Eleanor Skelton blogs at eleanorskelton.com, is the news editor of the UCCS student newspaper, and is majoring in English and Chemistry. The following was originally published on Eleanor’s blog on April 6, 2015, and is reprinted with permission.
When we became “conductors,” we learned that getting out and finding freedom is messy, and everyone’s situation is different.
When someone contacted us for help, we said that they went “active.” It’s like being on call for an emergency move 24/7.
They’ll tell us the situation is deteriorating, but we don’t know it’s going to happen until they call us, because we leave the choice up to them.

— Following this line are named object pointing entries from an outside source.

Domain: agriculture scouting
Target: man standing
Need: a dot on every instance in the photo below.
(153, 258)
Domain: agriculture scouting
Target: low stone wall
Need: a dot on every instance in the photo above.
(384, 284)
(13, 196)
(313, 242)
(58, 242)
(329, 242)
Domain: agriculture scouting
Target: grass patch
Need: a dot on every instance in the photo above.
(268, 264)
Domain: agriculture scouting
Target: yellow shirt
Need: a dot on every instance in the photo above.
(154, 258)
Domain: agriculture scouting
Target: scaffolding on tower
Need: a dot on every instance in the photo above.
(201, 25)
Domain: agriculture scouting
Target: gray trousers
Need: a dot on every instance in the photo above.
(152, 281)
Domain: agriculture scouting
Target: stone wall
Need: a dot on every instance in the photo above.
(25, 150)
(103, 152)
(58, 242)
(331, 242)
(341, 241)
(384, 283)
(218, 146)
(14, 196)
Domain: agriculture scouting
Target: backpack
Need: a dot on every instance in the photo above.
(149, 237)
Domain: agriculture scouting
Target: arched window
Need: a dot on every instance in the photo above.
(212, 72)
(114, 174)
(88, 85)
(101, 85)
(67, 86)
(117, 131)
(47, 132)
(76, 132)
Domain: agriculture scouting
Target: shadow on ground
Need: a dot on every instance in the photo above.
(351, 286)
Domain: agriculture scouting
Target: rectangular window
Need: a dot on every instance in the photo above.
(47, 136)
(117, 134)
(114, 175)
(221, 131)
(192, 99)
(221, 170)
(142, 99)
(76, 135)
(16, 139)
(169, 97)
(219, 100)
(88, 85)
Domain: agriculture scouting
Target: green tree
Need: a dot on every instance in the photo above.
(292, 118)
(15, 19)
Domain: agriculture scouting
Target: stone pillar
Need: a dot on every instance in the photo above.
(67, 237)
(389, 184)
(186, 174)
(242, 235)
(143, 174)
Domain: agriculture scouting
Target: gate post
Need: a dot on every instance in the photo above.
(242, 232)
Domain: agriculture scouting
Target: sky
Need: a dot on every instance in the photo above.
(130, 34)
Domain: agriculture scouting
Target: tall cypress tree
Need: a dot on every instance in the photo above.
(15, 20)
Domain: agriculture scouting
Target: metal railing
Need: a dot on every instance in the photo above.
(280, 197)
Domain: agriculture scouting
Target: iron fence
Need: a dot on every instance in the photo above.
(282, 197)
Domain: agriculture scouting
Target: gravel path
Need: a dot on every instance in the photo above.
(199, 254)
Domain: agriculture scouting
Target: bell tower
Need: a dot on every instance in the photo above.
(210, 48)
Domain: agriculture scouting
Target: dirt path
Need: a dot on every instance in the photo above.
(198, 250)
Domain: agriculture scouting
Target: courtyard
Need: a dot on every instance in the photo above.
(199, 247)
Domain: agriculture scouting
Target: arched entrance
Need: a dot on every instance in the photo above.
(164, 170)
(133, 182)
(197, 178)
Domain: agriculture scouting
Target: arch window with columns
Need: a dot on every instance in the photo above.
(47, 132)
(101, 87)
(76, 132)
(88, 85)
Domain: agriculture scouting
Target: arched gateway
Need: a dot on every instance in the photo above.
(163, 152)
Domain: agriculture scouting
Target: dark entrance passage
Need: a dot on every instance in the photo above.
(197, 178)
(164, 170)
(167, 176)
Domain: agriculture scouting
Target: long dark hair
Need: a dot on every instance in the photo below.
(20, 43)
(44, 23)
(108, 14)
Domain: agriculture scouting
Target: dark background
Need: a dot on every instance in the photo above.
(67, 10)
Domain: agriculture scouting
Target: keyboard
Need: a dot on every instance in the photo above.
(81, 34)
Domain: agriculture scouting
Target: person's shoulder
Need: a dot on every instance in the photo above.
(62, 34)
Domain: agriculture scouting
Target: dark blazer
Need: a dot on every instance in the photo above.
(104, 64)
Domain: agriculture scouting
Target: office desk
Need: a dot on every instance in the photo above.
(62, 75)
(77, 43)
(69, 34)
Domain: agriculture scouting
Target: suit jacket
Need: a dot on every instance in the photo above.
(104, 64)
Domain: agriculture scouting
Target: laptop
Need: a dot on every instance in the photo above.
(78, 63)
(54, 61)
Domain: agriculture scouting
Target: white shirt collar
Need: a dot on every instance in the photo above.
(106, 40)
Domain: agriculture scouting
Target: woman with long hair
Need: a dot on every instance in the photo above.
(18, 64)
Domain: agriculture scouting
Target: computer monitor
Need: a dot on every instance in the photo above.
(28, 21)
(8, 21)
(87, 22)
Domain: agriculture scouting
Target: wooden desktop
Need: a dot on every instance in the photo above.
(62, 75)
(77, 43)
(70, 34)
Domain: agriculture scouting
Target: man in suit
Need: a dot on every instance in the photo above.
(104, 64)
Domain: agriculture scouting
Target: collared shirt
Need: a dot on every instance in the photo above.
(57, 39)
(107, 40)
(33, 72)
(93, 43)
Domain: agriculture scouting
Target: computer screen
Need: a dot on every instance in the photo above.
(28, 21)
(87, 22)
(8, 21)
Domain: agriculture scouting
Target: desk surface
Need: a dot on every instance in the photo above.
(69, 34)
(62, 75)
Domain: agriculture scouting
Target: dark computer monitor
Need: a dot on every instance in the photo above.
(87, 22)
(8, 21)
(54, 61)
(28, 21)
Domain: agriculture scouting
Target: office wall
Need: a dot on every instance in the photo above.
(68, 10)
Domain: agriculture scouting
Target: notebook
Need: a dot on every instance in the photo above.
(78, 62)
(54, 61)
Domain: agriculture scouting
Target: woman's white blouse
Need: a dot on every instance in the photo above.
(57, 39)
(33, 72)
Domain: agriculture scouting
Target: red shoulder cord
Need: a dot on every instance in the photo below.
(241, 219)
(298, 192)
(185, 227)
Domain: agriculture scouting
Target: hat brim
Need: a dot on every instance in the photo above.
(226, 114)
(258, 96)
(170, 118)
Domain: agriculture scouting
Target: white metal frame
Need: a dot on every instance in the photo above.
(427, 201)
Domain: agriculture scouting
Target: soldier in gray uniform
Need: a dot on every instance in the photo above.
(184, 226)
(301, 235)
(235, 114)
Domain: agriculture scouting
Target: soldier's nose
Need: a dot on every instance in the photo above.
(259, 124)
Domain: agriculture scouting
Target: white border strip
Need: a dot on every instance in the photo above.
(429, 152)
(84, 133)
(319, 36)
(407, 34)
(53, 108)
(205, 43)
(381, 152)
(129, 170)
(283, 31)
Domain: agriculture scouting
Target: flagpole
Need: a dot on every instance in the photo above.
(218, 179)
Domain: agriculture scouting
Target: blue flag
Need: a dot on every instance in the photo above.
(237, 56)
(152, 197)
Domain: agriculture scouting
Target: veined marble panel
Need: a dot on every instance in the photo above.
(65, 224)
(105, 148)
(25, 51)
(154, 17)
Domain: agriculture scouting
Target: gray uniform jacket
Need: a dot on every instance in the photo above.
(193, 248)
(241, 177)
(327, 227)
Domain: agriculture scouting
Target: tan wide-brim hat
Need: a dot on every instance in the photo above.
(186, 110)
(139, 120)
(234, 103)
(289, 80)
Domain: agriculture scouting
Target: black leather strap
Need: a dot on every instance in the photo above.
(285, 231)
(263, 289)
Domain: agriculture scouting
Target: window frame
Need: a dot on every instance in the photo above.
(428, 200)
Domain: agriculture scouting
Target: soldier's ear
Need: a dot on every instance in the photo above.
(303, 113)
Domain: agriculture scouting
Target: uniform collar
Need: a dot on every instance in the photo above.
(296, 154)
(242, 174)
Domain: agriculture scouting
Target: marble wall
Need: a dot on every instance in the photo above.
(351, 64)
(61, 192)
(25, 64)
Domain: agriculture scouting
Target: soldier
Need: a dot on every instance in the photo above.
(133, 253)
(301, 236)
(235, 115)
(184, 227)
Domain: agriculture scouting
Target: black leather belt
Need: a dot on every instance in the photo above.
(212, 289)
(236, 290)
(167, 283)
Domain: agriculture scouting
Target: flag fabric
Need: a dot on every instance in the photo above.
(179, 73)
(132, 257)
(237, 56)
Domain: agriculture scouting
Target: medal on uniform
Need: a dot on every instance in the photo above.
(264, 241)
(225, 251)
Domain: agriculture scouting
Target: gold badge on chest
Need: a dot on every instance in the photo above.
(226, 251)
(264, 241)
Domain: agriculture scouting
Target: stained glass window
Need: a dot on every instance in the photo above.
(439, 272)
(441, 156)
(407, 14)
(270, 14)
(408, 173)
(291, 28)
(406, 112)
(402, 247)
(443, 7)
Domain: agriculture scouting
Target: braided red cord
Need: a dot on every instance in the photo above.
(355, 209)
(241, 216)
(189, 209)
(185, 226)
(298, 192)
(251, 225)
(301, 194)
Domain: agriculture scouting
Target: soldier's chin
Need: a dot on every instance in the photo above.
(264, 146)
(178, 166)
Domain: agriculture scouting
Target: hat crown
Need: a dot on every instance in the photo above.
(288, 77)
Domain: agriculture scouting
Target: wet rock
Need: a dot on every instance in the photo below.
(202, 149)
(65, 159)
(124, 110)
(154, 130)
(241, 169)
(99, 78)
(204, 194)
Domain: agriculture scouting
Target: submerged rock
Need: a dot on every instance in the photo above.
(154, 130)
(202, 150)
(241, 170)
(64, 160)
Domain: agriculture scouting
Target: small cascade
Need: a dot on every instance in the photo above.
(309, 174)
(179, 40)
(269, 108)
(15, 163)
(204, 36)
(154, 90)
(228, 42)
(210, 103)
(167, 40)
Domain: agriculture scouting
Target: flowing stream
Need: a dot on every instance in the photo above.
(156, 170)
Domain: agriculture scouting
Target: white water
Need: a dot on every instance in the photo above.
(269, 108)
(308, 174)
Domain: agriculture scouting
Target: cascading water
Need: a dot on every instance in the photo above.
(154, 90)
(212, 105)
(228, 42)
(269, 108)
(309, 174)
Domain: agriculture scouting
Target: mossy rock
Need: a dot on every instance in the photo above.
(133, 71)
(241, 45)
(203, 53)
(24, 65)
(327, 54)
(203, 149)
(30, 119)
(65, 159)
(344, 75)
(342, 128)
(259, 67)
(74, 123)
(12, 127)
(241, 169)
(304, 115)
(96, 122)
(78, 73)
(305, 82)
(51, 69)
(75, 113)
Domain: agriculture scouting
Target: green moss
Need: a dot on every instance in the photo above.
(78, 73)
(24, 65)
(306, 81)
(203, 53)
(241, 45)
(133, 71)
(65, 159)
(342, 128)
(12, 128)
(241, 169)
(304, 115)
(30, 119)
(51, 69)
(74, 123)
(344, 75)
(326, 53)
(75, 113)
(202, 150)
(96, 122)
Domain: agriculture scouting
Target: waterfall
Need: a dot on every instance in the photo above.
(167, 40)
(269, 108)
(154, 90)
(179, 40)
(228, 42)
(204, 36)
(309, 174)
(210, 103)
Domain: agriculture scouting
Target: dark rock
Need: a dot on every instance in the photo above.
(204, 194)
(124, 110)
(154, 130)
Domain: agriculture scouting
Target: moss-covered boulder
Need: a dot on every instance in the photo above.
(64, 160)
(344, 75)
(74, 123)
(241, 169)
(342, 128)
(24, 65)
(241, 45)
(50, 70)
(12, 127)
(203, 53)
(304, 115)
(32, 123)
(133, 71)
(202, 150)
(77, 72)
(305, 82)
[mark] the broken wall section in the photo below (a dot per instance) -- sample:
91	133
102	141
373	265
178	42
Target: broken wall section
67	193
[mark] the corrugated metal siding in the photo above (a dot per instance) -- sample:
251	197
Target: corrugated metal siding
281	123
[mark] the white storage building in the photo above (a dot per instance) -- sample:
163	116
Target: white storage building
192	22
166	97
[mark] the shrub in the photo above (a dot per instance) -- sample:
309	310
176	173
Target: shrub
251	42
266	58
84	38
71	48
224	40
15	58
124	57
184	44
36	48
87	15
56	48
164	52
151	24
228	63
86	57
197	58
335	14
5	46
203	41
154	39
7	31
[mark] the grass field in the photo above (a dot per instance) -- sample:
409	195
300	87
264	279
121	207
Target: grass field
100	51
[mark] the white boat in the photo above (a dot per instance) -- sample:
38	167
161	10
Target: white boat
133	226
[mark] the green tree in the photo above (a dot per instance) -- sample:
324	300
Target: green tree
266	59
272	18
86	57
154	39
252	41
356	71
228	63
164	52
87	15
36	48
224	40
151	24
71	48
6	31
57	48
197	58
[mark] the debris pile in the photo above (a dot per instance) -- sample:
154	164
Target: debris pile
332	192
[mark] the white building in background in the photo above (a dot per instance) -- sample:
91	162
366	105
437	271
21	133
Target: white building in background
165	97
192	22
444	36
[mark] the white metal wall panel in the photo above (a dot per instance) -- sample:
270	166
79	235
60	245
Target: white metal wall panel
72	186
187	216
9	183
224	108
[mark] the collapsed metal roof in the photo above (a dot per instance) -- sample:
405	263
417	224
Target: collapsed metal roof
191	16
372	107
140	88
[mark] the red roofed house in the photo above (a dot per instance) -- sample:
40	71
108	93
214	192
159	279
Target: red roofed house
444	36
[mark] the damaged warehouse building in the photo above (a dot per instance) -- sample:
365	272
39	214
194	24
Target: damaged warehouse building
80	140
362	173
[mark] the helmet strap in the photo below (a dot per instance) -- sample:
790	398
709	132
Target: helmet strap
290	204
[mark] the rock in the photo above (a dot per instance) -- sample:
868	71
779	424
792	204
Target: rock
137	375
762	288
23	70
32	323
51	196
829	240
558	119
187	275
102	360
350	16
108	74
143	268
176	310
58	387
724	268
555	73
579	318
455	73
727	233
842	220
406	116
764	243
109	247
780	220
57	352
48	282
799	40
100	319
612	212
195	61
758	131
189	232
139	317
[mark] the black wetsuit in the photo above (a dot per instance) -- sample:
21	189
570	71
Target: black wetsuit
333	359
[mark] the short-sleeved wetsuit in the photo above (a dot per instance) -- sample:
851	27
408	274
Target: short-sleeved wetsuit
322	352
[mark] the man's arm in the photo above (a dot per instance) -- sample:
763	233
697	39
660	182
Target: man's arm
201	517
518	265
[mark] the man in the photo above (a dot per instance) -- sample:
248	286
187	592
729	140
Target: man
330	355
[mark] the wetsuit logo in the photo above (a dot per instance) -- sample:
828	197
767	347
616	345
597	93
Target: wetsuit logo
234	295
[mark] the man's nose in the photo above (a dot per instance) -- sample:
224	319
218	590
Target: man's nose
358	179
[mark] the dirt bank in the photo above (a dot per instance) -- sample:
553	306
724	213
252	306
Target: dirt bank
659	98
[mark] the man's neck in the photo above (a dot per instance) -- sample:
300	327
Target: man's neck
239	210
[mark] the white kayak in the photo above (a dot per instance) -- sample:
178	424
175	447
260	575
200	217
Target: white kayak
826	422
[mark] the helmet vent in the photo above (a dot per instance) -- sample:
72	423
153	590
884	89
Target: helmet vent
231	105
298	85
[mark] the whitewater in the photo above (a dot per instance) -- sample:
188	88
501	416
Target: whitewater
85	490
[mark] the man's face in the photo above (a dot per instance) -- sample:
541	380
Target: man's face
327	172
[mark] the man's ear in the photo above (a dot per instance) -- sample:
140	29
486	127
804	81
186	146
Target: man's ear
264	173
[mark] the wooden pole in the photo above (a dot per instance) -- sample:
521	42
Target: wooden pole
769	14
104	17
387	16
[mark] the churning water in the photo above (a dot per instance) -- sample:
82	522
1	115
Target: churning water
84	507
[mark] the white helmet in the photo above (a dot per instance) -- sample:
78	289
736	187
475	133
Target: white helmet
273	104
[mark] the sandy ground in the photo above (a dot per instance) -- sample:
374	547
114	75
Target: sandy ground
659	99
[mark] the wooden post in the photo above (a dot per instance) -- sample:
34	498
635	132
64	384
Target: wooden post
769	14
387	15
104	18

In summer 2013, when Homeschoolers Anonymous posted Hannah Ettinger’s Call For Help: A Quiverfull / Patriarchy Rescue, I wrote in an email to our network: “I think she is the first of many.”
The backlash is one of the most difficult things we all faced in leaving our cult-like churches and controlling families.
One morning in my apartment, right after Racquel and Ashley left the church, Racquel’s phone rang. She stepped into the next room for a private discussion.
She came back out looking troubled.
Ashley asked what was wrong, Racquel said Sister H. from Louisiana just called.
Racquel started crying.
“Sister H. told me that the pastor may be wrong, our parents may be wrong, but not to give up on the Pentecostal church. But I just can’t do it. I can’t.”
“Did anything like this happen to you when you left, Eleanor?” she asked.
Yes. Yes, it did.
One of the pastors and his wife at our old church in Dallas called me and tried to convince me to attend Bob Jones University. They agreed with my pastor in Colorado Springs, said the only way to honor my parents was to do this one thing, to obey them.
My friend Anna called me a few weeks after I moved out. She said she’d gone back to the church. The pastor and his wife took her into the office, asked her about two of my Facebook posts she’d liked and commented on. One was lyrics from “Keep your eyes open” by NeedtoBreathe (they believed all syncopated music was of Satan). The other was heychristiangirl.tumblr.com. They said didn’t see the humor, they said it was sacrilegious.
Anna said the pastor and his wife asked her if she agreed with me moving out, if she’d aided me. They said they didn’t want her to influence their children to move out without their approval.
I caught my breath. I could see it now.
They can’t stand to lose one of their own, because that’s losing a soldier in the culture wars. You take one step back and now you’re one of the outsiders, one of the “lost” they evangelize. And they need your soul.
So when I hugged Racquel while she sobbed, I could say, “Yes, this happened to me, too.”
This is why leaving these churches, these homes is leaving a cult. And this is what it’s like to be a conductor, to walk beside abuse survivors and seek freedom.
As a conductor, I’ve had months of watching and preparations. I keep an emergency cellphone with an unlisted number in case a controlling parent blocks my regular phone. I carry pepperspray and a rape knife, both legal on my campus, so I can protect myself and those who ask for our help.
Our network discusses alternate scenarios, backup plans. We plan for the worst while hoping that one day this won’t be necessary.
Here’s we learned about helping people move out:
Take the essentials, but stay safe.
TESSA, a non-profit in Colorado Springs that offers advice and support to spousal domestic abuse survivors, has a checklist.
- Identifying documents
- Clothes to last a week
- Cash and bank information
- Keys to car and work
- Important paperwork and records
- Personal items like photographs and jewelry
When Ashley moved out, five of us showed up because we knew her father was armed, he’d wrecked the car and the apartment, and we didn’t know when he’d return. I learned anyone who feels threatened can request police protection while moving their possessions.
Sometimes we left something behind we valued.
I couldn’t take my heirloom violin from the 1890s or one of our family dogs I’d bonded with. Ashley left her dog Sasha and her bed because we couldn’t fit it in the van, and Racquel sold her horse when later she couldn’t pay board and her own living expenses.
We lost diaries, mementos, and valuables.
We decided our freedom was worth losing those things or that lifestyle. We realized the important thing was keeping ourselves safe and learning how to heal.